Ces collégiens ont bousculé beaucoup de vos certitudes, vous qui êtes arrivé en France lycéen du Maroc et qui écrivez « l’école m’a tout donné »…

Je suis arrivé avec l’envie de mener une pédagogie alternative, pensant que toute connaissance doit être construite par l’élève lui-même. C’est toujours comme ça que je vois les choses, mais avec ce public, il est très difficile de mettre les élèves en autonomie. Cette autonomie, je la voyais comme un outil, maintenant davantage comme le but à atteindre. C’est comme pour l’autorité. J’étais très permissif au début, certains diraient laxiste. Je voulais que les élèves se sentent libres pour qu’ils travaillent mieux. Je les privais de quelque chose de très important, un cadre sécurisant. « Vous êtes trop gentil monsieur », m’a dit un jour un élève. Il y a un vrai équilibre à trouver. Il faut comprendre ce qui peut mener l’élève à transgresser la règle. Si on ne fait preuve que d’autorité, on rentre dans un cercle vicieux.

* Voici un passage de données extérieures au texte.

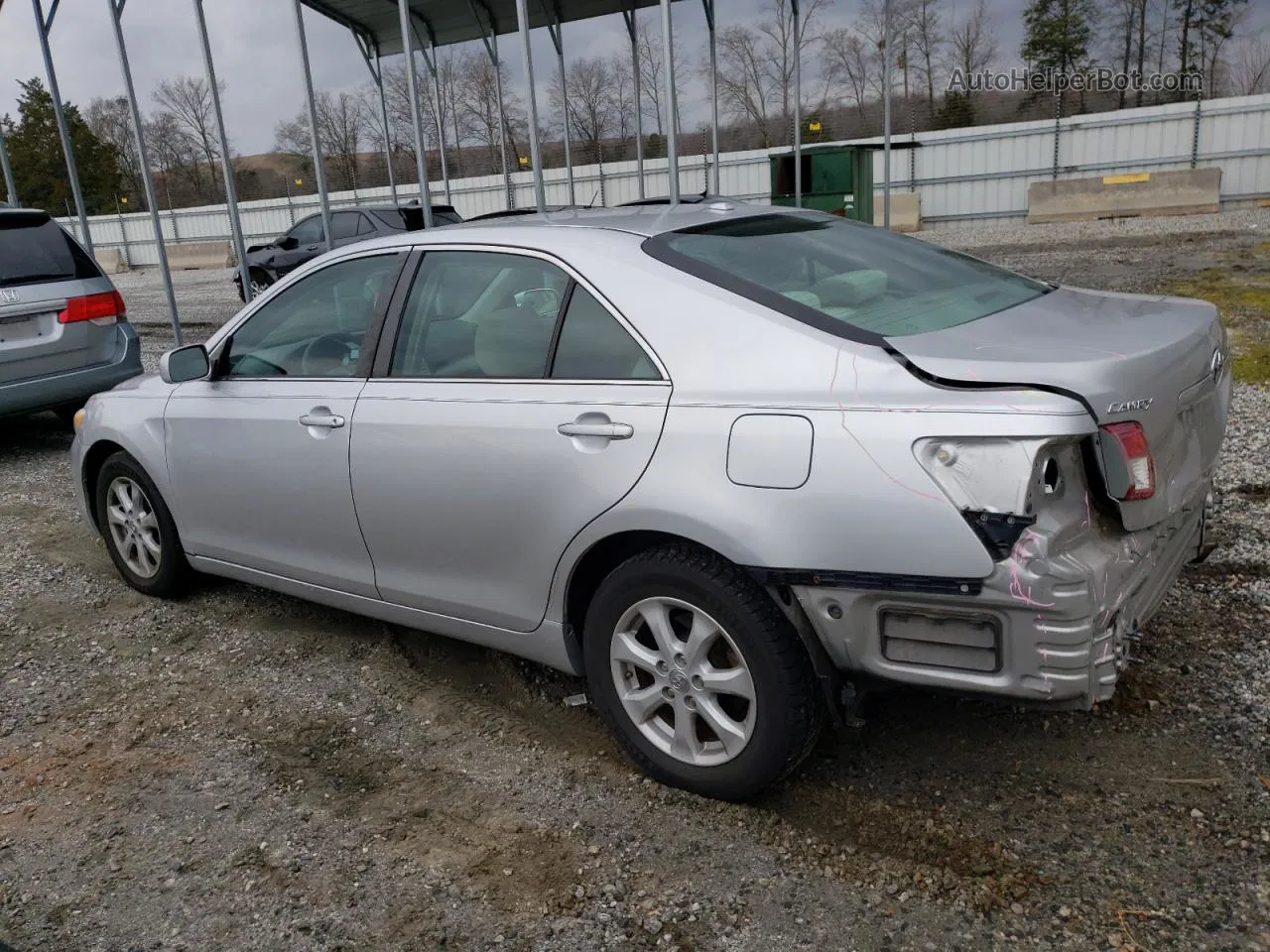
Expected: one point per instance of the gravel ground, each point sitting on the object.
(244, 771)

Sur l’échec scolaire, vous changez de vision aussi…

A mes débuts comme enseignant, on me disait qu’une classe de cinquième Segpa, c’était comme avoir un niveau de CE2. J’ai appris à ne plus voir la très grande difficulté comme un retard. C’est de l’empêchement, de l’impuissance. Ce sont des élèves qui ont subi énormément d’échecs, même s’ils ont fourni des efforts. Il faut les libérer de ce regard, leur redonner du soutien, de la confiance. Cela passe par abaisser le niveau et faire de l’adaptation, je sais que c’est très critiqué. Mais pour les sortir de cet état de passivité absolue, il faut redonner des sources de motivation, quitte à ce qu’elles soient extérieures à l’apprentissage. L’échec scolaire, ce n’est pas passer trop de temps sur son smartphone, c’est beaucoup plus profond et multifactoriel.

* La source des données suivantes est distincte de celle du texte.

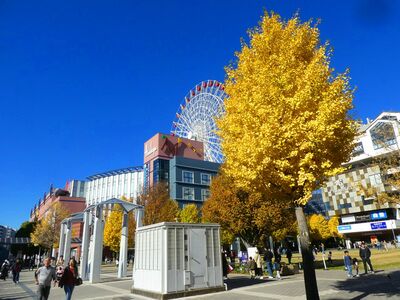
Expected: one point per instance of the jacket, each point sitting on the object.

« Monsieur, pourquoi est-ce qu’on est nuls ? », vous interroge aussi un jour le jeune Dylan. Que lui avez-vous répondu ?

C’était très déstabilisant. On sent qu’il y a une vraie demande d’explication, Le pourquoi, il est dans la sociologie, les statistiques de l’Observatoire des inégalités qui montrent que seuls 4 % des enfants de leur condition sociale arrivent à décrocher un bac + 5, contre 60 % des enfants de cadres. Le déterminisme social va peut-être les soulager d’un poids, d’une responsabilité, mais d’un autre côté, en disant cela on brise leurs rêves. Alors j’esquive, je donne des exemples d’anciens de Segpa qui ont réussi, je dis qu’il faut faire des efforts.

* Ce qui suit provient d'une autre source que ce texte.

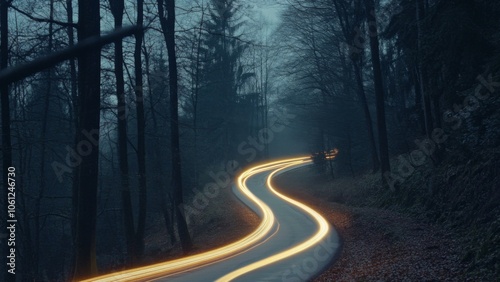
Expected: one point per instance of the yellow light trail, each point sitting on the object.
(318, 236)
(179, 265)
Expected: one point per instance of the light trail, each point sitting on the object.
(318, 236)
(191, 262)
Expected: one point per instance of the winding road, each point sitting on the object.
(292, 243)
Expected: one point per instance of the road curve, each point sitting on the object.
(292, 243)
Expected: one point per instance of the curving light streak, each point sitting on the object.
(323, 230)
(179, 265)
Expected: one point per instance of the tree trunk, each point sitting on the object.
(379, 87)
(74, 97)
(141, 134)
(422, 74)
(368, 118)
(117, 7)
(6, 138)
(43, 137)
(88, 133)
(168, 27)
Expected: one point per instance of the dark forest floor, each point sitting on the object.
(421, 235)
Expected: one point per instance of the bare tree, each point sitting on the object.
(379, 87)
(168, 26)
(89, 65)
(6, 138)
(141, 133)
(117, 7)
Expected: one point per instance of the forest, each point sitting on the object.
(117, 115)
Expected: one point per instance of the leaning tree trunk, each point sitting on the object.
(6, 139)
(89, 66)
(366, 110)
(379, 88)
(117, 7)
(141, 132)
(168, 27)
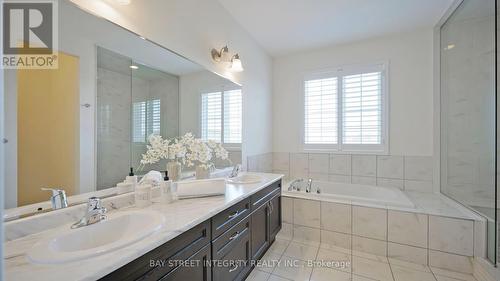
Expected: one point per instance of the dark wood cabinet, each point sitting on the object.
(274, 216)
(219, 249)
(196, 268)
(260, 231)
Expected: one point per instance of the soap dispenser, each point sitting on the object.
(131, 178)
(166, 189)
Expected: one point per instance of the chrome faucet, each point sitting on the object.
(95, 213)
(236, 170)
(309, 185)
(58, 198)
(294, 185)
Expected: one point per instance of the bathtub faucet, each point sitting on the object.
(294, 185)
(309, 185)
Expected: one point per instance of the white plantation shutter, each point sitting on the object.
(362, 108)
(146, 119)
(232, 116)
(154, 117)
(139, 121)
(321, 111)
(345, 110)
(211, 116)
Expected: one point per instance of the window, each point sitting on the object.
(146, 119)
(221, 114)
(345, 110)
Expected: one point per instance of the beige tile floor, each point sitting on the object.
(289, 260)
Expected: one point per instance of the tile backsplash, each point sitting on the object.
(401, 171)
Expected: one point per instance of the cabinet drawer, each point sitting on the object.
(229, 217)
(224, 243)
(197, 268)
(261, 197)
(179, 248)
(235, 265)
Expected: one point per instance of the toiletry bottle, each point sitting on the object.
(166, 187)
(124, 187)
(131, 178)
(143, 195)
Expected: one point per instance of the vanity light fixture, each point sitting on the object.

Vous partagez vos dilemmes pédagogiques et vos réflexions dans ce livre, et sur Twitter où vous êtes suivis par près de 48.000 abonnés. Comment expliquez-vous et vivez-vous cette popularité ?

On a en Segpa un concentré d’élèves en très grande difficulté scolaire, mais on n’a pas le monopole de la très grande difficulté. Je suis allé sur Twitter car cela permet d’être en contact avec des chercheurs, des gens qui ont de l’expérience. C’est enrichissant intellectuellement. Cela m’a permis de continuer à apprendre après la fac. Je partage juste mes réflexions. Quand on créée une certaine audience, cela pose une responsabilité. On n’a pas le droit à l’erreur ; c’est aussi une somme de stress et je compte prendre du recul.